GOP embraces Romaine's bid for Brookhaven supe
Suffolk Legis. Edward Romaine last week revved up the long-suffering, nearly 400-strong party faithful at the Brookhaven GOP fundraiser -- an event that drew the biggest crowd in years.
"I'm committed to serving Brookhaven" said Romaine, an indirect jibe at exiting Supervisor Mark Lesko. "And if I'm lucky enough to get elected, I pledge I will run again for a two-year term and serve out that term."
Come Monday, the Brookhaven Republican executive committee is expected to recommend Romaine as the party's supervisor nominee to head Suffolk's largest town in what GOP officials see as their best chance to recapture town hall since Democrats took control in 2006.
"The crowd was energized by Ed Romaine's candidacy, his drive and determination to take back the office of supervisor," said Jesse Garcia, Brookhaven GOP leader, who said he will recommend Romaine to the executive committee.
For Romaine, 65, the GOP embrace of his candidacy comes after a 27-year career marked by party infighting and periodic disputes with party officials that scuttled several of his earlier bids for higher office.
"Republicans, who are out of power and have a battered organization, now need Ed more than he needs them," said Paul Sabatino, former chief deputy county executive. "Ed's got an experience, a presence about him and a track record as a strong environmentalist, which gives him credibility."
Romaine had served four years as county legislator in the 1980s and returned in 2005 after serving 16 years as county clerk. Romaine had also made two losing runs for Congress, and in 2003 had been defeated by Steve Levy for county executive.
Romaine also had friction with party leaders. "Leaders only wanted someone who would reliably raise their hand on votes," one former aide said. "That wasn't Ed. He always asked questions and that didn't make them happy." Later, Romaine ran for executive in the wake of a series of Brookhaven corruption convictions and wrangling between former Brookhaven Supervisor John Jay LaValle and former Islip Supervisor Peter McGowan failed to deliver on promises of financial support. Even today relations with LaValle, now Suffolk GOP chairman, are strained.
Yet Michael Dawidziak, a consultant who works mainly for Republicans, said Romaine's lengthy tenure has given him name recognition that exceeds 50 percent, while his Democratic opponent, Brian Beedenbender, in his single term as a county legislator only represented a small portion of the town. "Ed's far better known because he ran townwide at least six times and in most cases did it in even years" when presidential and gubernatorial elections turnout is far larger than off-year town elections, he said.
However, Richard Schaffer, Suffolk Democratic chairman, called the race a "fair fight" and expects a large presidential turnout to help Beedenbender. He also says long-standing GOP divisions will emerge and Democrats will capitalize on their well-honed grassroots canvassing efforts, which helped make Steve Bellone county executive last year.

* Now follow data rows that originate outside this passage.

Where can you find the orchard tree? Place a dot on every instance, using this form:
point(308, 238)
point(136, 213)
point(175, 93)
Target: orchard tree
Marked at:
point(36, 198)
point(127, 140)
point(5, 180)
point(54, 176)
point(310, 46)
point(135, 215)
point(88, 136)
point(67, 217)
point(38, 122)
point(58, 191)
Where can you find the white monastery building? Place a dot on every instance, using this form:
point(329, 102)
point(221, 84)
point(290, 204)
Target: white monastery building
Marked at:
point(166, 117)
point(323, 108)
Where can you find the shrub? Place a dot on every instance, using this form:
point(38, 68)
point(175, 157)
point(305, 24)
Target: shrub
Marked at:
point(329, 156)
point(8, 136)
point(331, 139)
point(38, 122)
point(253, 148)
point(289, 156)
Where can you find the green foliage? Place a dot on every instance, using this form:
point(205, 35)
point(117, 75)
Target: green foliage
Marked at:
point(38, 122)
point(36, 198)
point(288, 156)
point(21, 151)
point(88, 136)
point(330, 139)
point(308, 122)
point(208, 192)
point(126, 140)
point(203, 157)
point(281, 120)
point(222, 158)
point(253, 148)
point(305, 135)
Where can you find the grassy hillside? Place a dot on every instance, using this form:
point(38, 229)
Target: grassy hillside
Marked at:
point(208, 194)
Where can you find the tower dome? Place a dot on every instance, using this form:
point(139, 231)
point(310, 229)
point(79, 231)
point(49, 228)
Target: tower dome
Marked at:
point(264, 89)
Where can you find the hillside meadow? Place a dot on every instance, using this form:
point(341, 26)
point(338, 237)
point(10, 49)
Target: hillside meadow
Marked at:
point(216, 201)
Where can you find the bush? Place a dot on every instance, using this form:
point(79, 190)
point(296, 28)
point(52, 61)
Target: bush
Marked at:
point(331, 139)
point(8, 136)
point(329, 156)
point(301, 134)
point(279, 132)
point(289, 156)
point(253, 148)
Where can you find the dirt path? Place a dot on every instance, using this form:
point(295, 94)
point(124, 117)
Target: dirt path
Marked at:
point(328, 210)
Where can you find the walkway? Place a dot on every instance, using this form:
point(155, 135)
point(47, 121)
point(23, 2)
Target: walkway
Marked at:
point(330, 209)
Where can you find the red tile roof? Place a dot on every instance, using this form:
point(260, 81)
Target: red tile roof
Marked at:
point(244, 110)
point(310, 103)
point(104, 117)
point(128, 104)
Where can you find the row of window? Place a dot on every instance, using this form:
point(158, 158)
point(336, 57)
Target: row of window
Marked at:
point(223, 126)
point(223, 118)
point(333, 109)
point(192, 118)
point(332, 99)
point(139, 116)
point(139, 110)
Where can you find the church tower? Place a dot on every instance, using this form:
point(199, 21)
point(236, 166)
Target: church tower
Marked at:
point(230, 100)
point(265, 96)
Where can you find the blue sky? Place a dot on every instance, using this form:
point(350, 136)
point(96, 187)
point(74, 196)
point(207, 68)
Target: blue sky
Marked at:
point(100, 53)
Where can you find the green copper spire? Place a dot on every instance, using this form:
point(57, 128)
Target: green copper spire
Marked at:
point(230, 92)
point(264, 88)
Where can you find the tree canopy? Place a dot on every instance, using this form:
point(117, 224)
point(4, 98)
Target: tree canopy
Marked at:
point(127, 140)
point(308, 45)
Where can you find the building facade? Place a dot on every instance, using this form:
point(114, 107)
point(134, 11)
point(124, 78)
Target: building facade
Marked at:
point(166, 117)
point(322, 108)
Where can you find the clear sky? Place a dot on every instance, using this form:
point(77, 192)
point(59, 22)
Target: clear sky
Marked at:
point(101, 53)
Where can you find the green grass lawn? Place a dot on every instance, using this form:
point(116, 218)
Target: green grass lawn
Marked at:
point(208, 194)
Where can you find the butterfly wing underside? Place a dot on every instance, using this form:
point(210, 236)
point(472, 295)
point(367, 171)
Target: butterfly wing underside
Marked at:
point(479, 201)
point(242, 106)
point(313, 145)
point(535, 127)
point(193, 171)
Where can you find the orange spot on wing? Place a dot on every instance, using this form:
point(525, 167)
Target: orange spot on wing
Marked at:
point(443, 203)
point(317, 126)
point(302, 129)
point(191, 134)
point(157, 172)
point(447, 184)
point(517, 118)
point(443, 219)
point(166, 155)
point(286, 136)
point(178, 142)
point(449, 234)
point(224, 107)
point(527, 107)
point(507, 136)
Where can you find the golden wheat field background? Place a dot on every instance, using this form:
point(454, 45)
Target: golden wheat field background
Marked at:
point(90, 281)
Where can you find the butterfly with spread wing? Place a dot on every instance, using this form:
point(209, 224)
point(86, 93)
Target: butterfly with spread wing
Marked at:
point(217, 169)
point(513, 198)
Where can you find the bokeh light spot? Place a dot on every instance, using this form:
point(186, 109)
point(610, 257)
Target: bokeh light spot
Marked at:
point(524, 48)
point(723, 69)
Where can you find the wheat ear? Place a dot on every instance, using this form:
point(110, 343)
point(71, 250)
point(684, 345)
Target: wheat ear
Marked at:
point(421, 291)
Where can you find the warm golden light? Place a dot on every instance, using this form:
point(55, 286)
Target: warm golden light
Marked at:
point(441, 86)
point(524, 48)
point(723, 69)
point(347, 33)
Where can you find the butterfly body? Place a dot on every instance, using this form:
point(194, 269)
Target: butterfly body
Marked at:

"Ed may have more name recognition," he said, "but Brian has great recognition in a difficult part of the town for Democrats. The fact he won there [in Centereach] speaks volumes of how strong he is in his own right." Schaffer said Beedenbender will benefit from his work as top aide to Lesko, still popular because he erased the town's label, "Crookhaven."
Levy, now a Republican, is also highly critical of his former foe. Levy said Romaine has a "tremendous amount of baggage," dating to when he headed the town community development agency and a scandal arose over the misuse of rehabbed housing, and later as county clerk, when allegations were raised about the loss of $100,000 in quarters from copying machines. Romaine himself was never implicated in any wrongdoing.
"Normally, I'd support the Republican candidate, but not that guy," Levy said.
However, Levy declined to endorse his former aide Beedenbender: "It will be up to people to decide."
Romaine discounted Levy's barbs, especially in light of the way he left office. Levy turned his $4 million campaign fund over to the district attorney and decided not to seek re-election to end a prosecutor's probe of his fundraising. "Obviously, I do not want his endorsement and he lacks any credibility," he said.